Siegfried Eggl (University of Illinois, Urbana-Champaign), a coauthor of the Nature study, emphasizes the importance of amateur astronomers in this endeavor. “Not only did they flag BlueWalker 3 soon after launch as an object that could be particularly bright, they also contributed timely and accurate data after it unfolded,” he says.
“Amateurs also first discovered the changes in brightness likely due to a change in the satellite's attitude,” he adds, referring to the satellite’s tilt relative to the Sun. “This is why the IAU CPS works closely with amateur associations and professional astronomers in their observation campaigns.
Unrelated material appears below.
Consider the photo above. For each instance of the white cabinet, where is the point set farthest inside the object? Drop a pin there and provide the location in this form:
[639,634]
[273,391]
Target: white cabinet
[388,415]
Together we provide valuable feedback for space industry partners regarding the actual brightness of their satellites on orbit.”
Recently, the U.S. Federal Communication Commission began requiring satellite operators to coordinate with the National Science Foundation in order limit the impact of their spaceraft on astronomy, as reported by spacenews.com. These rules should also apply to the constellation of BlueBird satellites that will follow BlueWalker 3. Proper orientation of the follow-on spacecraft could render them much fainter than the prototype.